Si vous faites un site personnel, je n’ai aucun conseil à vous donner. Si vous créez un site professionnel, associatif ou administratif, sachez que la création Web est un métier. Comme dans tous les métiers, il y a des standards, des pratiques, des usages.
Si vous ne travaillez pas avec des professionnels (agences, collègues, sociétés informatiques) qui connaissent ces standards et ces usages, attendez-vous à devoir acquérir vous-même des compétences nombreuses et complexes.

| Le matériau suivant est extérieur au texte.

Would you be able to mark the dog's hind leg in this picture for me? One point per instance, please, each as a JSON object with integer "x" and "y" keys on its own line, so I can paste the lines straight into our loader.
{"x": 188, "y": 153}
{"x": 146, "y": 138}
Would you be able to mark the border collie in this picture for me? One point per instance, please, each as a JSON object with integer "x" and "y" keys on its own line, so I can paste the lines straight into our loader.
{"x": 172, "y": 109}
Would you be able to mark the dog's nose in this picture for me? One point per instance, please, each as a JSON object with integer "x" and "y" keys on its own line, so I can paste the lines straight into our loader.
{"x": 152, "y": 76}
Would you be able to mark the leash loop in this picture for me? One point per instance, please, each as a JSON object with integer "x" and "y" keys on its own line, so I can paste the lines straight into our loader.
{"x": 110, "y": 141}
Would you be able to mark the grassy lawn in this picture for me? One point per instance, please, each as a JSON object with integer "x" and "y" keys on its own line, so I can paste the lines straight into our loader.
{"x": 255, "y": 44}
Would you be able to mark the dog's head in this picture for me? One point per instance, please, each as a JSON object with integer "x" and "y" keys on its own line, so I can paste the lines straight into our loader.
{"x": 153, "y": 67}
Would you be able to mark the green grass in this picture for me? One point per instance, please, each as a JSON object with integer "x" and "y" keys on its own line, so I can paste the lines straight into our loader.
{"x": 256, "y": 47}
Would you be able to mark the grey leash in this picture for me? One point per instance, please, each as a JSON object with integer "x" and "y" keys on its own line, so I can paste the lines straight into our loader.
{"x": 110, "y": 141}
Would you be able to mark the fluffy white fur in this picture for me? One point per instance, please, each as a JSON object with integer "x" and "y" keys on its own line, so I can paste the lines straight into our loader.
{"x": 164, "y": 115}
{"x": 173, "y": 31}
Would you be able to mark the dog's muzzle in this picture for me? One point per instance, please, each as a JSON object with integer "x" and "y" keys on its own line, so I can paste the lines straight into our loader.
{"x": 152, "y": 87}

Quoi qu’il arrive, que ce soit grâce à vos succès ou grâce à vos échecs, je ne doute pas que vous allez prendre beaucoup de plaisir dans cette entreprise.
Citation préférée :
Le problème avec les citations sur Internet, c’est qu’on est jamais sûr de leur origine.
Victor Hugo
Vos commentaires
# muchos Le 28 septembre 2012 à 02:57
Entretien très intéressant, notamment parce qu’il montre que l’accessibilité est aussi au service du site lui-même (meilleur rendu, meilleur référencement…)
Pour ce qui est d’apprendre de ses erreurs, c’est très juste. Néanmoins, il n’y a rien de plus décourageant que de devoir recoder en profondeur. On fera donc bien de partir sur des bases simples et solides :)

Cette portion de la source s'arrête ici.